Rekord na południowej grani Aiguille Noire de Peuterey! 27 sierpnia Filip dokonał wielkiego wyczynu: pokonał solo grań południową Aigulle Noire de Peuterey. Przejście słynnej 1400-metrowej grani zajmuje sprawnemu zespołowi 12-14 godzin. Jednak Polish Machine pokonał ją solo w godzinę, trzydzieści minut i 14 sekund!
Babicz w życiowej formie
Filip Babicz (EliteClimb, EB, Beal, Forma na Szczyt) wykazuje się w tym sezonie znakomitą skutecznością. Niespełna miesiąc temu jako pierwszy alpinista w historii przeszedł w całości solo najdłuższą grań Alp, Integralissima de Peuterey w 17 godzin, a zaledwie tydzień później pokonał słynny Centralny Filar Freney w stylu one push w 16 godzin (startując z dna Doliny Veny, w zespole z Denisem Trento).
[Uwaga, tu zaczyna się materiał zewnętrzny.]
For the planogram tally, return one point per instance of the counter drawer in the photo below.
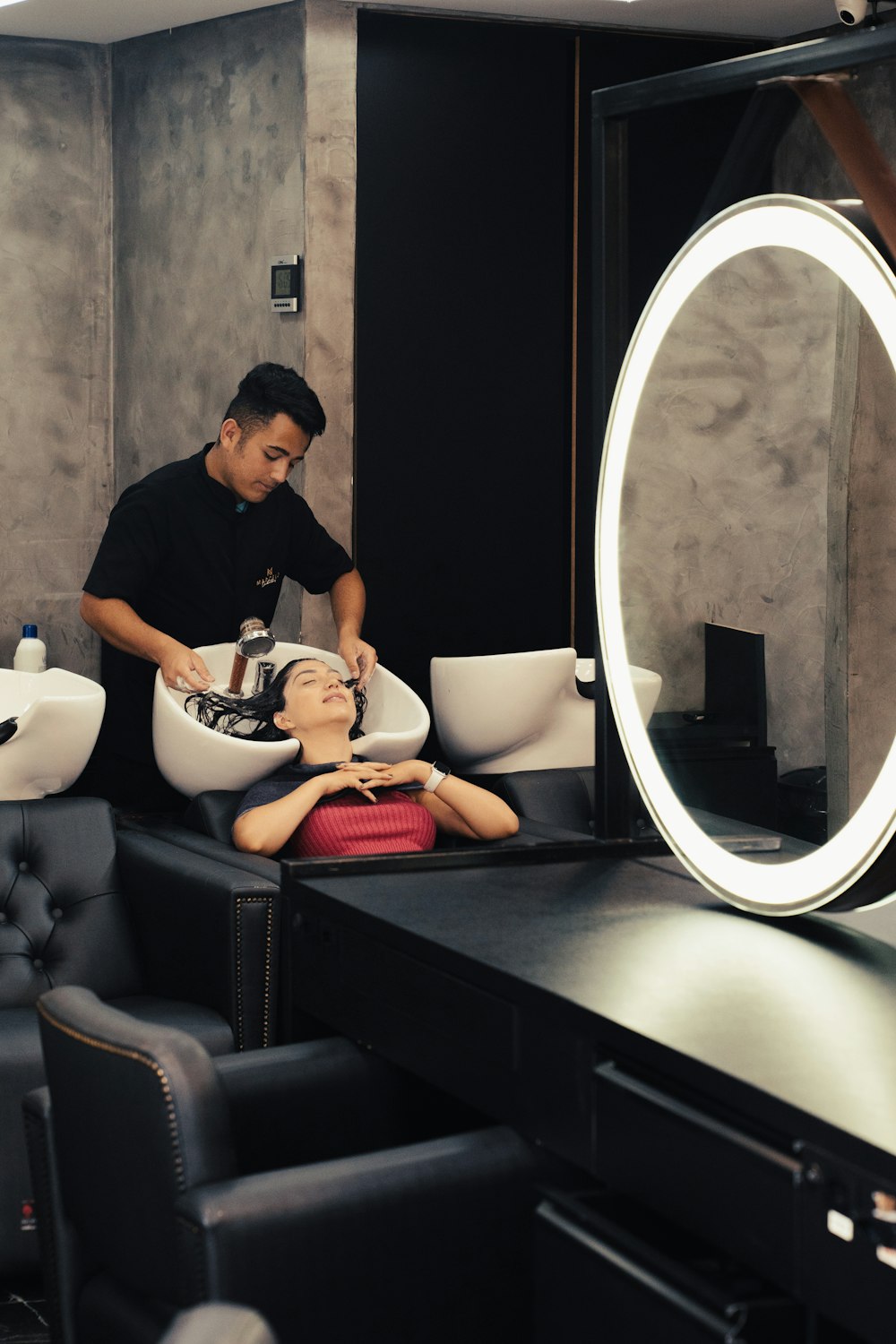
(608, 1271)
(718, 1180)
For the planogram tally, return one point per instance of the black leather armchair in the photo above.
(166, 935)
(206, 825)
(426, 1239)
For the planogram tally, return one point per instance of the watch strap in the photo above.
(440, 771)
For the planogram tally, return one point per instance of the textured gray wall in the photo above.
(54, 341)
(209, 137)
(727, 499)
(861, 663)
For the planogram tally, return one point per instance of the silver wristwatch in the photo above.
(440, 771)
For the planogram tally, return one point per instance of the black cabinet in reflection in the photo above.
(718, 758)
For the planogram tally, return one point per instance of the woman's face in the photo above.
(314, 696)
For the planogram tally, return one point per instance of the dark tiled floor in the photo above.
(22, 1314)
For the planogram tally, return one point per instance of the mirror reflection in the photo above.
(756, 547)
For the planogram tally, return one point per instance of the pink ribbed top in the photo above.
(351, 824)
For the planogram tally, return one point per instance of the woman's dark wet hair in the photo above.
(253, 718)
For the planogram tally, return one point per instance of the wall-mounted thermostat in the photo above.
(285, 284)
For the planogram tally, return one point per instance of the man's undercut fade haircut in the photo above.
(271, 390)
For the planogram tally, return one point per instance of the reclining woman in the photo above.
(328, 801)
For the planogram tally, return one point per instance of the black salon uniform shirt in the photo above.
(177, 550)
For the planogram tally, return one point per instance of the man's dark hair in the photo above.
(269, 390)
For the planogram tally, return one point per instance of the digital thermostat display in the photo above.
(285, 281)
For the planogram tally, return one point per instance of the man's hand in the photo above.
(359, 658)
(183, 668)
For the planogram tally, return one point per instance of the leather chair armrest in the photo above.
(218, 1322)
(207, 932)
(435, 1236)
(314, 1101)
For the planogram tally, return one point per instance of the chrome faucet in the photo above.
(253, 642)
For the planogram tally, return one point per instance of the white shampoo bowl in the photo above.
(520, 711)
(646, 685)
(195, 758)
(58, 717)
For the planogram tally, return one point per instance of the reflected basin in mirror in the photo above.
(742, 487)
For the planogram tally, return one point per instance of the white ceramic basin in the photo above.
(58, 717)
(521, 711)
(194, 757)
(646, 685)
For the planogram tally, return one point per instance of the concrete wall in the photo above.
(727, 505)
(218, 150)
(858, 704)
(54, 339)
(209, 137)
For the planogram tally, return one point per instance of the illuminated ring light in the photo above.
(856, 867)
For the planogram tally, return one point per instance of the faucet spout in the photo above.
(254, 640)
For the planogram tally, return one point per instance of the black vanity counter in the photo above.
(731, 1072)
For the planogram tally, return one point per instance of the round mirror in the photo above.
(745, 553)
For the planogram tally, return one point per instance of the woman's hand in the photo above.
(363, 776)
(457, 806)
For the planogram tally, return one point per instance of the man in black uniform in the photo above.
(191, 551)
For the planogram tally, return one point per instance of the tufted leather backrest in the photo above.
(62, 913)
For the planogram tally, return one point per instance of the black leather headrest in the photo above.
(556, 797)
(212, 814)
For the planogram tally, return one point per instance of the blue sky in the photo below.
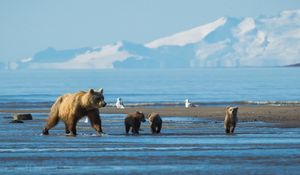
(29, 26)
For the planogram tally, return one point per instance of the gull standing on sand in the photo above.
(188, 104)
(119, 103)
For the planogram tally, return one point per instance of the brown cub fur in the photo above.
(70, 108)
(133, 121)
(230, 119)
(155, 123)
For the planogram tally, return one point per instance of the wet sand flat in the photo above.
(287, 116)
(188, 144)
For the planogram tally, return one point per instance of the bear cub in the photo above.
(230, 119)
(133, 121)
(70, 108)
(155, 122)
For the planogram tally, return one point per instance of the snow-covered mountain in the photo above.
(226, 42)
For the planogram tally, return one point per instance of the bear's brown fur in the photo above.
(155, 122)
(70, 108)
(230, 119)
(133, 121)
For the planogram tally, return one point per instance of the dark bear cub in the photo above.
(155, 123)
(133, 121)
(230, 119)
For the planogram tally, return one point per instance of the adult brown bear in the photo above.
(70, 108)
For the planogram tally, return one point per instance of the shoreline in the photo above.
(283, 116)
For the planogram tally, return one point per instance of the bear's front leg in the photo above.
(67, 131)
(71, 125)
(95, 121)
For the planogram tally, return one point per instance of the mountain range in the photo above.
(225, 42)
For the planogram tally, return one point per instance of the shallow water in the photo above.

Poprzedni rekord na południowej grani Aiguille Noire
Poprzedni rekord na południowej grani Aiguille Noire de Peuterey był prawie dwa razy dłuższy. Najlepszy do tej pory czas wynosił 2h45 (w zaokrągleniu do 5 minut, biorąc pod uwagę ówczesną tendencję oraz mniej dokładne pomiary) i osiągnęło go 4 alpinistów w latach 1981 – 1983. Byli to: Renato Cassarotto, Yves Astier, Marc Boucesand i Jean Marc Boivin.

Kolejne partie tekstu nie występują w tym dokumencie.